私たちは、この地上での歩みにおいて目指すべき方向、歩むべき道が神様によってはっきりと与えられている者であるといえるでしょう。
もし私たちが、見渡す限り砂しか見えない、砂漠のど真ん中に一人で居たらどう思うでしょうか。
「決められた道なんてない。どの方向へでも行ける。急ぐ必要なんてない。なんて自由なんだろう!」と思うでしょうか。
そこにたまたま人が通りがかり、方位磁石を渡して、「北にまっすぐ半日も歩けばオアシスのある町にたどり着く。

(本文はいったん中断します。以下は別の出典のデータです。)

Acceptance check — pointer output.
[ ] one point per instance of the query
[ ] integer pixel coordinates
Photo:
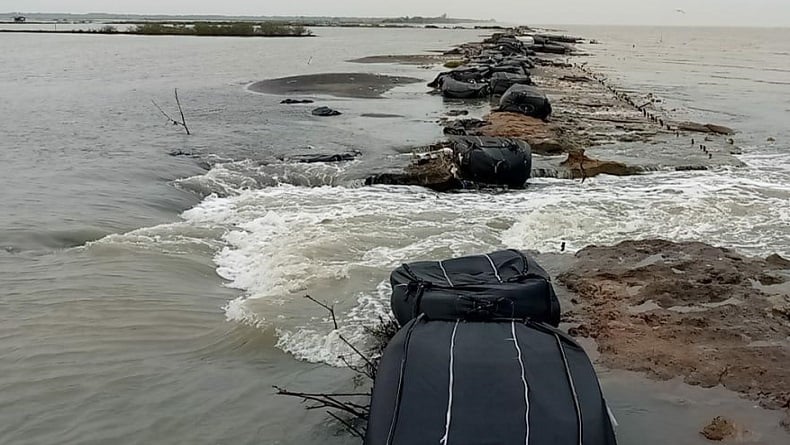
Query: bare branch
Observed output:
(180, 110)
(359, 353)
(175, 122)
(331, 309)
(329, 401)
(182, 122)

」と言ってくれたらどんなに心強いことでしょう。
希望と確信に満ち、足どりで北へ北へと進んでいくに違いありません。
だれも、「ひたすら北へなんて、不自由だ」などと思わないはずです。
神様は私たちを救いっぱなし、生みっぱなしにはされませんでした。
歩むべき道、進むべき道をはっきりと指し示してくださっているのです。
「あなたのなすべきこと」があるという事は私たちにとってなんとすばらしいことではないでしょうか。

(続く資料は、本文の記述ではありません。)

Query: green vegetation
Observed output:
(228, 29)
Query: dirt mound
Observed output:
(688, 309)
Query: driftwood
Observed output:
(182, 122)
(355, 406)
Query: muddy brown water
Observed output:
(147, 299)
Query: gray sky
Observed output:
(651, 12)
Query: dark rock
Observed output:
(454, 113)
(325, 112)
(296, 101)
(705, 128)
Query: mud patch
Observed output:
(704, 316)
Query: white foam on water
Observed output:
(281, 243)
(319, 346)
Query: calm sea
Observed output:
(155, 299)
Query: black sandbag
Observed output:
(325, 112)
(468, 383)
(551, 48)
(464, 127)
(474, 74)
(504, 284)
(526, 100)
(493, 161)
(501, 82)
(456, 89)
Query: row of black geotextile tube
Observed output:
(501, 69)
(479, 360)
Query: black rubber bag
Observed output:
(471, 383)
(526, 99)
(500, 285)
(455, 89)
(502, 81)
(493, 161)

しかも驚くべき事にその道を神様ご自身が私たちと共に歩んでもくださるというのです。
憐れみを持って私たちの隣を一緒に歩いてくださるのです。

主は「わたしは、世の終わりまで、いつも、あなたがたとともにいます。」
とおっしゃってくださっています。

では、私たちの歩むべき道、目指すべき事柄とは何でしょうか?
それは聖書の中にはっきりと記されています。
私たちは聖書を通して私たちにとってふさわしい事柄、目指すべき事柄を知り、悟ることができます。
その聖書を教え学ぶ場が教会です。
私たちは神に召され、教会へと集うようになったものです。

神に召されている、ということが分からなくなると、熱心な奉仕の業もいつの間にか、自己実現、自己満足に陥りやすいものです。
自分の働きが、教会の中で正当に評価されることを求めたくなってきたら、気をつけなければなりません。
そこには、奉仕する喜びと感謝の心に代わって、つぶやきと妬みの心が忍び込んできます。
主が私たちのために、ご自身を献げてくださったことを思い起こし、主の献身の姿としての十字架のもとに立ち帰って、真実に献げる生き方の中に導かれたいと願います。